The woodcock mating season has just ended and deer-hunting season has already begun. Are officials allowed to accept an invitation to a hunting trip, or should they be paying the shooting fees and other costs? In connection with hunting activities there is often an overlap in professional and private spheres. It is common knowledge that some hunters tend to be quite competitive. An anonymous complaint against a hunting fellow is filed quickly. However, what might easily create the impression of frowned upon sweetening, "old boy networks" or even corruption in the case of inviting officials, might not always be a crime.

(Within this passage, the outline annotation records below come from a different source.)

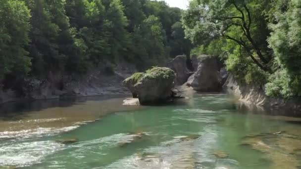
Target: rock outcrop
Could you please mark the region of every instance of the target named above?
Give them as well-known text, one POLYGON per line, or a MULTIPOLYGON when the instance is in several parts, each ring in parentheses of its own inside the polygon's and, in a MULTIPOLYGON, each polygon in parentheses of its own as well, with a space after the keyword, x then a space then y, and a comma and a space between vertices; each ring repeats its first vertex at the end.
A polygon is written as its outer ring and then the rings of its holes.
MULTIPOLYGON (((119 64, 113 74, 95 70, 85 75, 50 74, 47 77, 27 77, 10 88, 1 89, 0 104, 15 101, 103 95, 128 95, 123 81, 136 71, 129 63, 119 64)), ((6 86, 7 87, 7 86, 6 86)))
POLYGON ((176 78, 175 72, 171 69, 155 67, 140 74, 139 78, 136 77, 137 75, 133 75, 124 80, 124 84, 133 84, 128 88, 138 95, 140 104, 155 104, 170 98, 176 78))
POLYGON ((176 57, 170 63, 171 69, 177 74, 176 84, 184 84, 193 74, 187 68, 186 60, 186 56, 180 55, 176 57))
POLYGON ((138 82, 138 81, 143 77, 144 74, 144 73, 141 72, 135 73, 129 78, 123 81, 123 85, 130 89, 131 93, 132 93, 132 94, 133 95, 133 98, 138 97, 138 92, 135 88, 135 85, 138 82))
POLYGON ((216 58, 204 55, 199 59, 197 71, 189 77, 186 84, 199 91, 220 91, 222 77, 218 71, 216 58))
MULTIPOLYGON (((223 87, 228 91, 237 96, 243 102, 254 104, 266 108, 285 109, 295 111, 301 110, 301 98, 285 99, 269 97, 265 95, 264 89, 258 86, 244 84, 237 81, 234 77, 229 75, 223 87)), ((287 113, 290 112, 288 112, 287 113)))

1. "Sweetening" of officials

Anti-corruption law is applicable even prior to any official tasks being carried out. Austrian anti-corruption law includes the so-called "sweetening" of officials (acceptance of an advantage by the official or the giving of an advantage to the official in order to carry out an undue influence).1 "Sweetening" means the acceptance or giving of advantages in order to encourage officials to act in a more favourable manner towards them, and, thus, influencing the exercise of their work.2 There are numerous "advantages" one can offer as "sweetening", such as an invitation to a hunting trip. In exchange, the hunting host might expect a more favourable exercise of the official's discretionary powers, or for the handling of a case to be carried out more swiftly. The law provides for imprisonment of up to five years in this case.

It is important to note that "sweetening" does not require a causal connection between the (unlawful) giving of an advantage and the specific official act. In contrast to bribery, it is not relevant whether the official acts dutifully or not. "Sweetening" thus includes generally influencing the future exercise of an official's powers or responsibilities, the official requesting an advantage, accepting an undue advantage, or agreeing to receive an advantage.

One of the subjective elements of the criminal offence is "the aim to influence the future exercise of the official's powers or responsibilities", thus the "intention to influence". Gifts or advantages given out of genuine gratitude do in general not constitute a criminal offence. This is also relevant for advantages that are exclusively gained - only for private reasons. However, the relevant acts might constitute a criminal offence, if the advantages are obviously not exclusively based on a private motive. Thus, it is difficult in practice to assess the "motivation on which the advantage is based" and to provide relevant evidence.

When assessing the facts from a criminal law perspective, each individual case must be evaluated based on all relevant circumstances.3 The German Supreme Court stated that, inter alia, the credibility of a different motivation (other than influencing the exercise of the official's powers and responsibilities), the official's position, the conduct (secrecy or transparency) as well as the nature, value and number of advantages are relevant for the assessment under criminal law. The legislative materials to the Anti-corruption Amendment Act 2012 also refer to this decision. However, how can it be determined whether an act is the result of private or professional circumstances?

2. Does it constitute the criminal offence of "sweetening" if officials are invited to hunting trips?

The motivation of the involved parties is crucial for the assessment as to whether the elements of the criminal offence "sweetening" are fulfilled. To the extent hunters repeatedly go on hunting trips, invite each other to hunting trips on a regular basis, maintain friendly relationships beyond their hunting activities, and do not keep their hunting trips a secret, such circumstances do as such not indicate criminal behaviour as long as there is no actual "intention to influence" behind it. Even the legislative materials in connection with the Anti-corruption Amendment Act 2012 state explicitly that invitations to hunting trips based on the relationship between friends and reciprocity shall not be subject to punishment.

3. Conclusion

However, questions in relation to the motivation and purpose of an invitation addressed to an official are primarily a question of the assessment of evidence, which is reserved for the public prosecuting authority and criminal courts. Consequently, it is recommended to provide an in-depth assessment of invitations among long established fellow hunters, taking criminal law into consideration, especially if officials who are exposed to the public are involved.


[1] Sections 306 and 307b Criminal Code (StGB).

[2] Report of the Justice Committee, notes to the protocol of the National Council 24th legislative period, p 10.

[3] Information leaflet to the Anti-corruption Amendment Act 2012 (KorrStrÄG 2012), Ministryof Justice, p 52; notes to the protocol of the National Council 24th legislative period, p 10.

The content of this article is intended to provide a general guide to the subject matter. Specialist advice should be sought about your specific circumstances.